- August 5, 2024
- Posted by: Jati Sasongko
- Category: Informasi
Palembang Sonora – Badan Pengawas Pemilu (Bawaslu) Kota Palembang menggelar acara Sosialisasi Pengawasan Partisipatif Pemilihan 2024 di Grand Daira Hotel Palembang, Jl. Jend. Sudirman pada 2 – 4 Agustus 2024.
Sosialisasi dengan tema “Optimalisasi Peran Zilenial dan Pemilih Pemula dalam Pengawasan Pemilihan Serentak 2024” ini dihadiri oleh organisasi mahasiswa (Ormawa) dan berbagai komunitas se-Kota Palembang. Di antaranya yang terlibat dalam sosialisasi ini adalah Universitas Sumatera Selatan, Universitas Indo Global Mandiri, Komunitas Narasi Sumatera Selatan, dan Komunitas Pencinta Aksara Ulu Sumatera Selatan.
Ketua Bawaslu Kota Palembang, Yusnar, S. Sos, dalam sambutannya menyampaikan bahwa kegiatan sosialisasi ini bertujuan untuk memberikan kesadaran kepada mahasiswa dan pemuda bahwa peran pengawasan partisipatif sangat dibutuhkan pada tahapan pemilihan.
“Peran mahasiswa dalam pengawasan pemilihan sangat dibutuhkan, karena mahasiswa era sekarang sangat melek teknologi, terutama media sosial yang berperan besar dalam pengawasan pemilihan, sehingga meminimalisir terjadinya tindak pelanggaran tahapan pemilihan,” ujarnya.
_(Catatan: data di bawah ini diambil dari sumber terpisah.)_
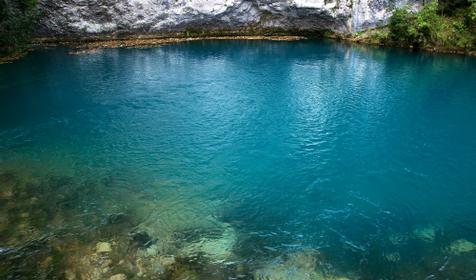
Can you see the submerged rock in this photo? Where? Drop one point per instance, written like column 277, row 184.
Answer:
column 217, row 249
column 103, row 247
column 461, row 246
column 297, row 266
column 141, row 239
column 426, row 234
column 117, row 218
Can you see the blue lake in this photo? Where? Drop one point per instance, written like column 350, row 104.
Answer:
column 238, row 160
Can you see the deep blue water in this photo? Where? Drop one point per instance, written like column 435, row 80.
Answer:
column 285, row 158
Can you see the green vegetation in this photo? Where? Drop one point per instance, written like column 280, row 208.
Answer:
column 17, row 18
column 436, row 25
column 441, row 26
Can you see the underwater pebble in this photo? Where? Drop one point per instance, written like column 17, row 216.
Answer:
column 461, row 246
column 426, row 234
column 103, row 247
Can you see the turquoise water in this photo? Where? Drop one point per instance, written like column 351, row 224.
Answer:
column 238, row 160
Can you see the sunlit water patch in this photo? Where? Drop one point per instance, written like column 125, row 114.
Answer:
column 238, row 160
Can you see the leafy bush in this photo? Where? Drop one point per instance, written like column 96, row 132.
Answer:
column 431, row 27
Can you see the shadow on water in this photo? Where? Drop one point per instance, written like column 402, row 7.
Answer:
column 238, row 160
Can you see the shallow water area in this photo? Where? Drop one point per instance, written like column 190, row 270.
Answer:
column 238, row 160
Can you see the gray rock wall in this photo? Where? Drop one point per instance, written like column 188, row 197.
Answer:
column 92, row 17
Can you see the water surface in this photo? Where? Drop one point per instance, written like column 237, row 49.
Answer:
column 238, row 160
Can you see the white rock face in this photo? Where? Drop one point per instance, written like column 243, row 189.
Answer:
column 89, row 17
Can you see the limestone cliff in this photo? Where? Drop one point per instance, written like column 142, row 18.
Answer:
column 90, row 17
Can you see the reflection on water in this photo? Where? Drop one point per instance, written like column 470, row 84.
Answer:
column 238, row 160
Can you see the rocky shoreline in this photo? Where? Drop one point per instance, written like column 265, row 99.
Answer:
column 91, row 44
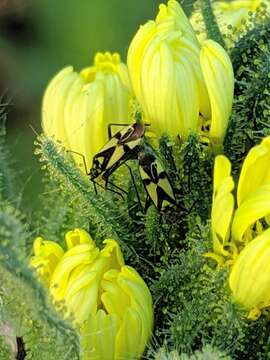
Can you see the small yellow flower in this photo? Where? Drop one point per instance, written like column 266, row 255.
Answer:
column 121, row 329
column 77, row 107
column 218, row 75
column 47, row 255
column 253, row 193
column 175, row 80
column 250, row 275
column 256, row 162
column 109, row 302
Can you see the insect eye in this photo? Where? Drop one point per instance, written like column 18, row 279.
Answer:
column 162, row 175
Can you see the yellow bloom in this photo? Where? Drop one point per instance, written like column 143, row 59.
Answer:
column 250, row 276
column 174, row 79
column 109, row 302
column 77, row 237
column 253, row 193
column 47, row 255
column 256, row 162
column 218, row 74
column 222, row 208
column 77, row 107
column 122, row 329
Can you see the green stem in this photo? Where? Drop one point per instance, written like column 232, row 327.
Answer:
column 210, row 21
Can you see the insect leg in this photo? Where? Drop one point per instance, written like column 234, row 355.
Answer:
column 110, row 125
column 148, row 202
column 115, row 186
column 83, row 157
column 106, row 188
column 135, row 187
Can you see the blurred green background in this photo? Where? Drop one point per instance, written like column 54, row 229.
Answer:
column 37, row 39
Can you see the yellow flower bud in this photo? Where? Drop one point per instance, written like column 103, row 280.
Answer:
column 250, row 275
column 175, row 80
column 77, row 107
column 253, row 193
column 47, row 255
column 109, row 301
column 222, row 206
column 255, row 207
column 122, row 329
column 256, row 162
column 218, row 75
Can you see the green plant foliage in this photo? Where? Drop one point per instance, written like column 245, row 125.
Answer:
column 195, row 317
column 207, row 353
column 250, row 120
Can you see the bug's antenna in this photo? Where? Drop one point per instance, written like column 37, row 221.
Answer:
column 32, row 128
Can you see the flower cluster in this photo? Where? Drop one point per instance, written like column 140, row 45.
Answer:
column 109, row 302
column 242, row 237
column 181, row 86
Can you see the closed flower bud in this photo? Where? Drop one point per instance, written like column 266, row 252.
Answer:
column 109, row 301
column 250, row 275
column 77, row 107
column 222, row 208
column 122, row 329
column 253, row 193
column 175, row 80
column 47, row 255
column 256, row 162
column 218, row 75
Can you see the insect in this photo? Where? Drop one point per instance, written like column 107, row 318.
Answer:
column 123, row 146
column 129, row 144
column 155, row 180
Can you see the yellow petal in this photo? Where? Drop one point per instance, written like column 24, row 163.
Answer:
column 163, row 62
column 219, row 79
column 250, row 276
column 76, row 256
column 255, row 207
column 98, row 337
column 77, row 237
column 256, row 163
column 78, row 107
column 47, row 255
column 222, row 206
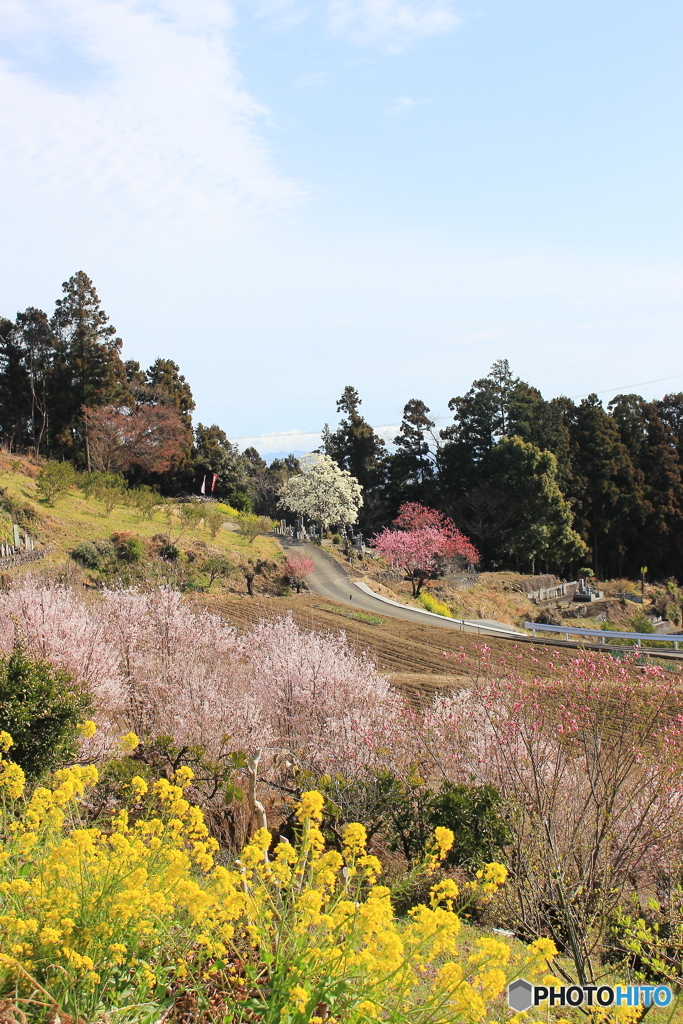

Yusnar juga mengingatkan pentingnya kesadaran mahasiswa dan organisasi kepemudaan akan pemilihan yang bersih dan bebas dari pelanggaran tahapan pemilihan karena mahasiswa sebagai ujung tombak perubahan harus sadar posisi.
“Mahasiswa dan pemuda sejak lama menjadi ujung tombak perubahan, oleh karenanya peran mahasiswa dan pemuda diharapkan menjadi salah satu pionir pemilihan yang bersih dan bebas dari pelanggaran, karena masyarakatnya aktif menyuarakan pencegahan terhadap tindak pidana pemilihan,” pungkasnya.
Di tempat yang sama, Koordinator Divisi Pencegahan, Partisipasi Masyarakat, dan Hubungan Masyarakat Bawaslu Provinsi Sumatera Selatan, Dra. Massuryati, mengatakan selamat atas peluncuran Sekolah Volunteer Pengawasan Bawaslu Palembang, sebuah program edukasi yang bertujuan melibatkan anak muda dalam pengawasan Pilkada dan melakukan perekrutan relawan.
“Selamat atas peluncuran Sekolah Volunteer Pengawasan ini. Program ini diharapkan dapat mengajak anak muda terlibat aktif dalam pengawasan Pilkada dan siap melakukan perekrutan,” ujarnya.
Massuryati menambahkan bahwa dengan petugas pengawas yang terbatas, perlu peran masyarakat untuk berpartisipasi aktif ikut mengawasi, sehingga pelaksanaan Pilkada berjalan lancar dan demokratis.